The speakers, Ian Smith, Sarah Sparks and Mel Chua '07, have a wide range of backgrounds with respect to their experiences of deafness and the ways they choose to navigate it.

They trio began by explaining that what language they use is anything but a simple decision. “It’s a constant decision of what language do I use, with whom do I use it, and what are the implications,” Smith explained. ASL offers full access to what the other person is trying to say, but when it is learned as a second language and relatively late in life it can be a very stressful language to use; using ASL to talk to hearing people means putting trust in an interpreter to convey your words as you intend them.
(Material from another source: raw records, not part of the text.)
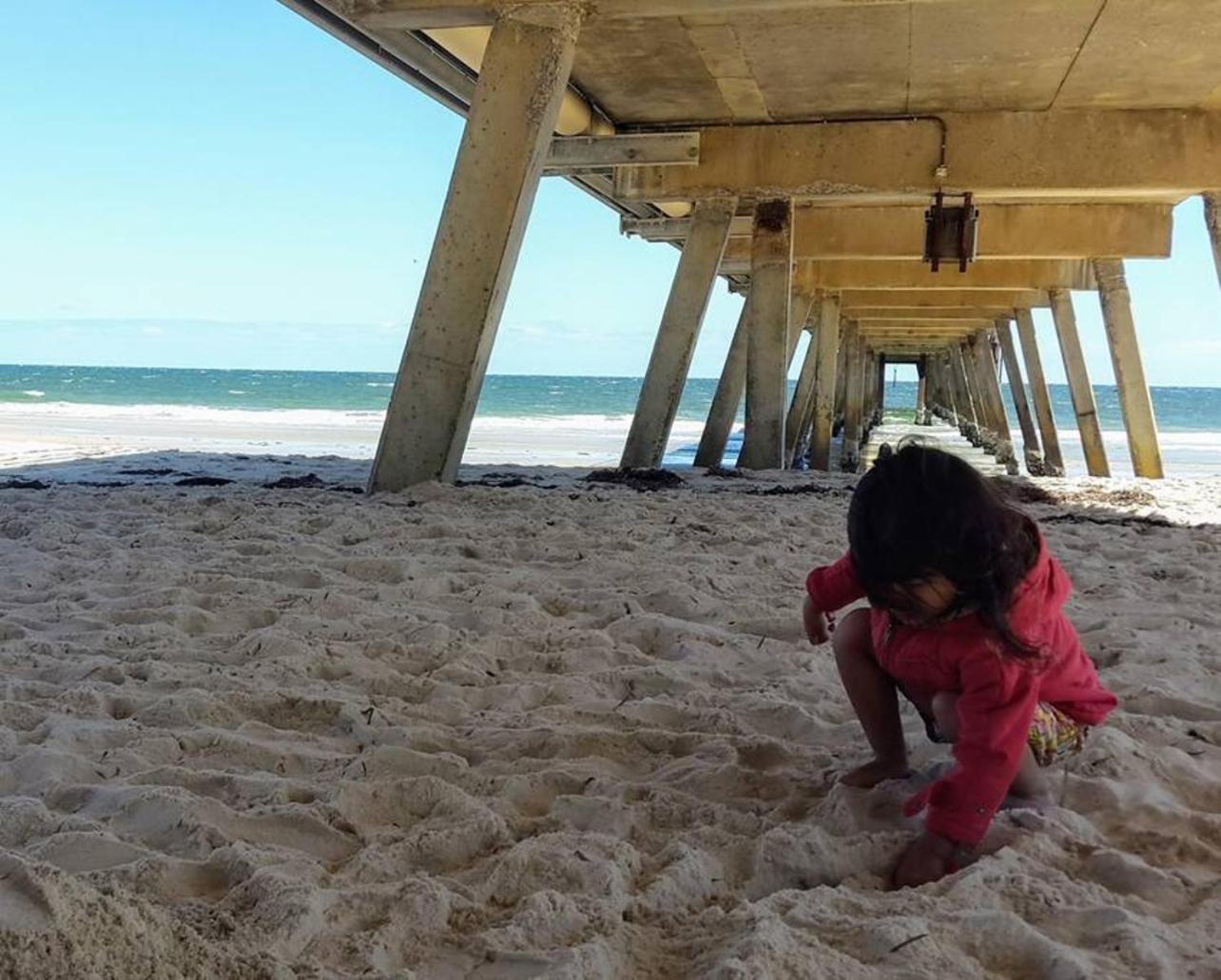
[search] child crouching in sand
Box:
[804,444,1116,887]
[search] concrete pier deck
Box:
[861,418,1005,476]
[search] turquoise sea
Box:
[0,365,1221,473]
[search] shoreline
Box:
[0,403,1221,478]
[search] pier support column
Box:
[840,321,865,472]
[1093,259,1165,480]
[809,293,840,470]
[950,344,981,446]
[1048,289,1111,476]
[1014,309,1065,476]
[369,4,580,491]
[934,352,959,426]
[997,317,1044,476]
[695,293,751,468]
[619,198,738,468]
[1204,190,1221,285]
[738,201,792,470]
[971,331,1018,476]
[869,354,886,429]
[784,298,820,466]
[831,324,847,438]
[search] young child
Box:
[804,444,1116,887]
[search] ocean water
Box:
[0,365,1221,474]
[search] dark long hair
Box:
[847,441,1039,658]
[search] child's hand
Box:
[890,831,958,889]
[801,596,835,646]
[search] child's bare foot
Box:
[840,759,911,790]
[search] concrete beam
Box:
[726,203,1173,261]
[619,215,753,241]
[615,108,1221,203]
[845,302,1039,323]
[349,0,945,30]
[542,133,698,174]
[625,203,1173,262]
[840,289,1050,313]
[791,259,1094,292]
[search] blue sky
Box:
[0,0,1221,384]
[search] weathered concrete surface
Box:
[349,0,1221,127]
[1050,289,1111,476]
[615,110,1221,203]
[1094,259,1165,480]
[843,302,1039,323]
[1014,310,1065,476]
[967,331,1018,474]
[784,315,821,466]
[620,199,738,468]
[726,203,1173,261]
[840,321,867,472]
[1204,190,1221,285]
[809,293,840,470]
[950,344,983,443]
[738,199,792,470]
[840,285,1050,308]
[695,294,751,466]
[794,259,1094,294]
[997,317,1043,476]
[369,9,579,490]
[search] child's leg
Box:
[933,691,1053,802]
[833,609,907,787]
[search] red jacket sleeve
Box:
[805,554,864,613]
[907,644,1039,846]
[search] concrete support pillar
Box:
[840,321,865,472]
[934,352,959,425]
[1093,259,1165,480]
[1014,309,1065,476]
[784,300,818,466]
[809,293,840,470]
[969,331,1018,476]
[695,294,751,468]
[1204,190,1221,285]
[738,201,792,470]
[619,198,738,468]
[997,317,1043,476]
[869,354,886,429]
[950,344,981,446]
[831,324,847,435]
[369,10,580,491]
[1048,289,1111,476]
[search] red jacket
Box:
[805,541,1116,844]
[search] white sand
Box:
[0,461,1221,980]
[0,401,704,470]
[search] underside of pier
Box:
[282,0,1221,490]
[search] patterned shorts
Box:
[1026,701,1089,766]
[918,687,1089,768]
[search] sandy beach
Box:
[0,454,1221,980]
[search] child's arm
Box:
[805,554,864,613]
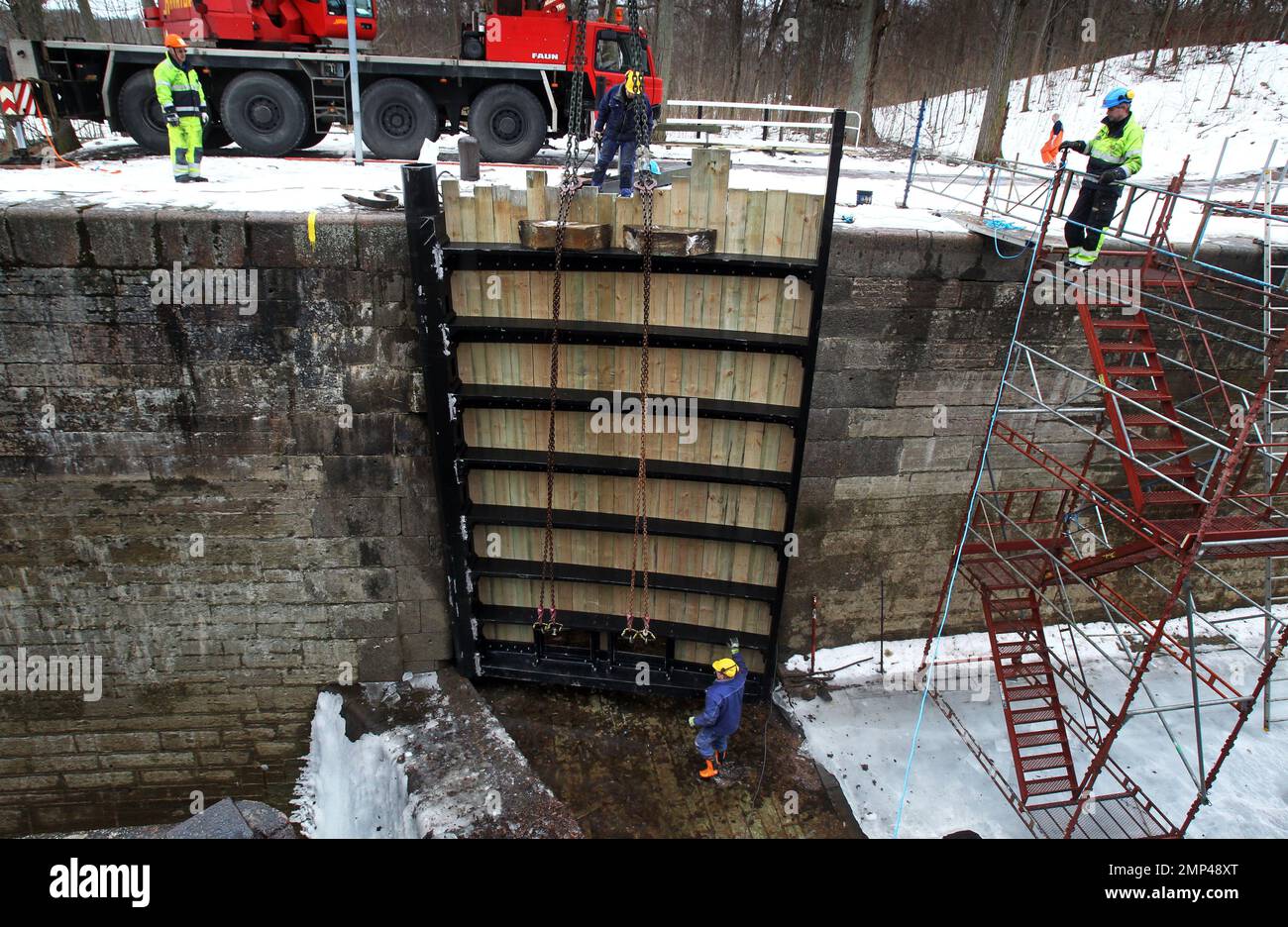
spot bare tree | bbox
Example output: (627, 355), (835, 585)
(653, 0), (675, 98)
(1020, 0), (1055, 112)
(975, 0), (1027, 161)
(849, 0), (890, 146)
(1145, 0), (1176, 73)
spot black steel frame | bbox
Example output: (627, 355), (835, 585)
(403, 110), (845, 698)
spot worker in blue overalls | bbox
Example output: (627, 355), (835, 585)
(591, 71), (653, 197)
(690, 640), (747, 781)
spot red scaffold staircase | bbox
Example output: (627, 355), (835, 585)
(982, 594), (1078, 810)
(921, 154), (1288, 838)
(1078, 293), (1199, 514)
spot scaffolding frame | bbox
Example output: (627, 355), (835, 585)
(918, 154), (1288, 838)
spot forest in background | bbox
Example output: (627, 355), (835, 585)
(0, 0), (1288, 157)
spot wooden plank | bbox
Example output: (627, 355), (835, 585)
(622, 226), (717, 258)
(519, 219), (613, 252)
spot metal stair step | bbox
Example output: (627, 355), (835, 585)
(1015, 728), (1064, 747)
(1091, 318), (1149, 330)
(992, 618), (1042, 635)
(1100, 342), (1158, 355)
(1020, 754), (1069, 772)
(1130, 438), (1189, 451)
(1002, 664), (1051, 679)
(1002, 679), (1055, 702)
(1124, 412), (1176, 428)
(1105, 364), (1163, 377)
(1024, 776), (1077, 794)
(997, 638), (1047, 660)
(1012, 705), (1060, 724)
(988, 599), (1033, 612)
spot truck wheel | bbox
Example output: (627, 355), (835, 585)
(362, 77), (438, 159)
(469, 84), (546, 163)
(116, 71), (170, 154)
(201, 123), (233, 151)
(219, 71), (306, 157)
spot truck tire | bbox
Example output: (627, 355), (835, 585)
(469, 84), (546, 163)
(219, 71), (308, 157)
(362, 77), (438, 159)
(201, 123), (233, 151)
(116, 71), (170, 154)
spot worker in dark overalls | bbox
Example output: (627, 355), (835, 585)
(690, 641), (747, 781)
(591, 71), (653, 197)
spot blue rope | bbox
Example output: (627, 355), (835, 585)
(893, 228), (1038, 840)
(984, 219), (1029, 260)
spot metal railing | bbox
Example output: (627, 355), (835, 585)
(658, 100), (860, 154)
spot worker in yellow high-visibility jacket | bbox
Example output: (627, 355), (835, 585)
(1060, 87), (1145, 267)
(152, 35), (210, 183)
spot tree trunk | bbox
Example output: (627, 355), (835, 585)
(1145, 0), (1176, 74)
(975, 0), (1027, 161)
(653, 0), (675, 100)
(847, 0), (889, 146)
(9, 0), (49, 42)
(76, 0), (103, 42)
(729, 0), (743, 100)
(1020, 0), (1055, 112)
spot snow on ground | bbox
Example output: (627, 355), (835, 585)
(875, 43), (1288, 180)
(0, 43), (1288, 244)
(291, 691), (420, 838)
(789, 612), (1288, 838)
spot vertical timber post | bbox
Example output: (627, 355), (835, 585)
(761, 110), (846, 699)
(403, 164), (480, 677)
(899, 94), (926, 209)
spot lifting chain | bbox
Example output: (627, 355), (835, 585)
(622, 0), (657, 641)
(532, 0), (590, 636)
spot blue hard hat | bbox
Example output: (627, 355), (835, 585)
(1104, 87), (1136, 110)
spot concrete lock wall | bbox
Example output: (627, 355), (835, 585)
(0, 206), (1262, 834)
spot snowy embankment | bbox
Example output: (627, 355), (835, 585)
(0, 43), (1288, 242)
(787, 613), (1288, 838)
(291, 691), (420, 838)
(875, 43), (1288, 190)
(875, 43), (1288, 246)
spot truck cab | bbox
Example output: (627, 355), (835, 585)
(461, 0), (662, 107)
(143, 0), (376, 48)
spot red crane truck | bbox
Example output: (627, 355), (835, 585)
(0, 0), (662, 163)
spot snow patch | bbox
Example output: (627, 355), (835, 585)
(291, 692), (419, 838)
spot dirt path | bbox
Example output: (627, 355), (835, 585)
(477, 679), (860, 837)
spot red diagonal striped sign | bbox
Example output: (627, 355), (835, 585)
(0, 81), (36, 116)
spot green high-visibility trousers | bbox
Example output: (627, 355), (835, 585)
(167, 116), (201, 179)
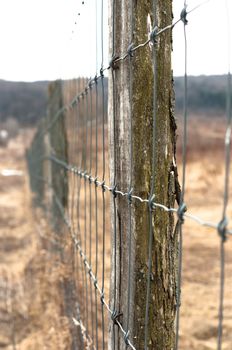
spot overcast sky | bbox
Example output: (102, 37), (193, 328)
(0, 0), (232, 81)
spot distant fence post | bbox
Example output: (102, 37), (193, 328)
(108, 0), (177, 350)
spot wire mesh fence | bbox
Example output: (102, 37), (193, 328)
(27, 0), (232, 349)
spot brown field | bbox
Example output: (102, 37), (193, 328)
(0, 117), (232, 350)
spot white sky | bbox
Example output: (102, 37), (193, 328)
(0, 0), (232, 81)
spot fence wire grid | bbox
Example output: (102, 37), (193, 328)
(27, 0), (232, 350)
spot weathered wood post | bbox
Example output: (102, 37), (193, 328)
(109, 0), (177, 350)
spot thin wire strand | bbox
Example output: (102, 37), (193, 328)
(101, 0), (106, 350)
(126, 0), (134, 340)
(217, 0), (232, 350)
(144, 0), (157, 350)
(175, 4), (188, 350)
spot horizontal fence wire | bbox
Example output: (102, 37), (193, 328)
(27, 0), (232, 350)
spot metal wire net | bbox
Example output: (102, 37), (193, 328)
(27, 1), (232, 349)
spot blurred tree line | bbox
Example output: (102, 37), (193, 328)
(0, 76), (230, 126)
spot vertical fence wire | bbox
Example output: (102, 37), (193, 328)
(217, 0), (232, 350)
(144, 0), (158, 350)
(100, 0), (106, 350)
(126, 0), (134, 336)
(175, 0), (188, 350)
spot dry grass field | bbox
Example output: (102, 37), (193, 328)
(0, 113), (232, 350)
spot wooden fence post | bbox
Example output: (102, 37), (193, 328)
(108, 0), (177, 350)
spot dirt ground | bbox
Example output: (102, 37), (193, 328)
(0, 117), (232, 350)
Voicing makes it easier for hearing people to understand what you are trying to express, but it is not always easy or comfortable for the person who is deaf or hard of hearing. In addition, if someone who is deaf/hoh starts a relationship off vocalizing, the other party will almost always expect them to continue that way. “If I start talking, people expect me to talk and expect me to speech read,” Sparks said. “Personally at this point, I would prefer not to voice any more than I have to.”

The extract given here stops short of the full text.